Two roles are supported for user accounts:

  • User: Normal user accounts can be created locally or on a remote authentication server. Some APIs cannot be executed by a normal user.
  • Super Administrator: The local account named admin is considered a super administrator, with higher privileges than a normal user. When logged in as admin, you can execute several APIs that are not allowed for normal users. The admin account is permanent and cannot be deleted.

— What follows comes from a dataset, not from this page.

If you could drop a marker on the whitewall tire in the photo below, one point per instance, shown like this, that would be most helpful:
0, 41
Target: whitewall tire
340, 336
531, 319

Logging in to the Cisco NAE

To prevent a Cross Site Request Forgery (CSRF) attack and other common web threats, the REST API server implements a multi-step login sequence in order to issue a unique session token.

NOTE: For more information about CSRF, visit https://www.owasp.org/index.php/Cross-Site_Request_Forgery_(CSRF)_

The following steps describe the login sequence:

  1. The client sends an HTTP GET request to /nae/api/v1/whoami.
  2. The server returns an HTTP response that includes an X-NAE-LOGIN_OTP header containing a one-time password (OTP) with a five-minute expiration.
  3. The client sends an HTTP POST request to /nae/api/v1/login with local or LDAP authentication credentials and with an HTTP request header field of X-NAE-LOGIN_OTP containing the OTP value.
  4. If the credentials are valid, the server returns an HTTP response that includes an X-NAE-CSRF-TOKEN header containing a session password.
  5. For all subsequent POST/PUT/DELETE messages for the duration of the session, the client must include the X-NAE-CSRF-TOKEN header in the HTTP request.

The following table summarizes the use of the request and response headers:

Request URI Request Header Name Response Header Name Notes
/nae/api/v1/whoami None X-NAE-LOGIN-OTP The OTP is returned in the header only if the user is not already authenticated.
/nae/api/v1/loginv X-NAE-LOGIN-OTP X-NAE-CSRF-TOKEN The OTP header is sent with the login request. The response header must be included in all subsequent API requests for the duration of the session.
/nae/api/v1/* X-NAE-CSRF-TOKEN N/A The request header is required for all API(GET/POST/PUT/DELETE) operations.

API login example

The following example session shows the login sequence:

Whoami request sent by unauthenticated client

Request
Code Snippet
CopyGET /nae/api/v1/whoami HTTP/1.1
Content-Type: application/json
Accept: application/json
Host: localhost:8080
Response
json
CopyHTTP/1.1 200 OK
Content-Type: application/json;charset=UTF-8
X-NAE-LOGIN-OTP: 6c2edd3b-c334-4a25-a1a4-b1b8f554c856
Set-Cookie: SESSION=84eb7ce2-325c-44d1-9f2e-5531dfcb6361; Path=/; HttpOnly
Content-Length: 684

{
  "success" : true,
  "messages" : [ {
    "code" : 7005,
    "severity" : "INFO",
    "message" : "User is not authenticated.  Use One Time Password found in the response header X-NAE-LOGIN-OTP within the next 5 minutes to login"
  } ],
  "value" : {
    "namespaces" : {
      "default" : "https://www.cisco.com/api/schema"
    },
    "data" : {
      "authenticated" : false
    },
    "data_summary" : {
      "links" : [ {
        "rel" : "self",
        "href" : "http://localhost:8080/nae/api/v1/whoami"
      }, {
        "rel" : "login",
        "href" : "https://localhost:8080/nae/api/v1/login"
      } ],
      "total_count" : 1,
      "has_more_data" : false
    }
  }
}
Response headers
Name Description
X-NAE-LOGIN-OTP A one-time password to be sent in the HTML header of the /whoami API. The password expires five minutes after it is issued.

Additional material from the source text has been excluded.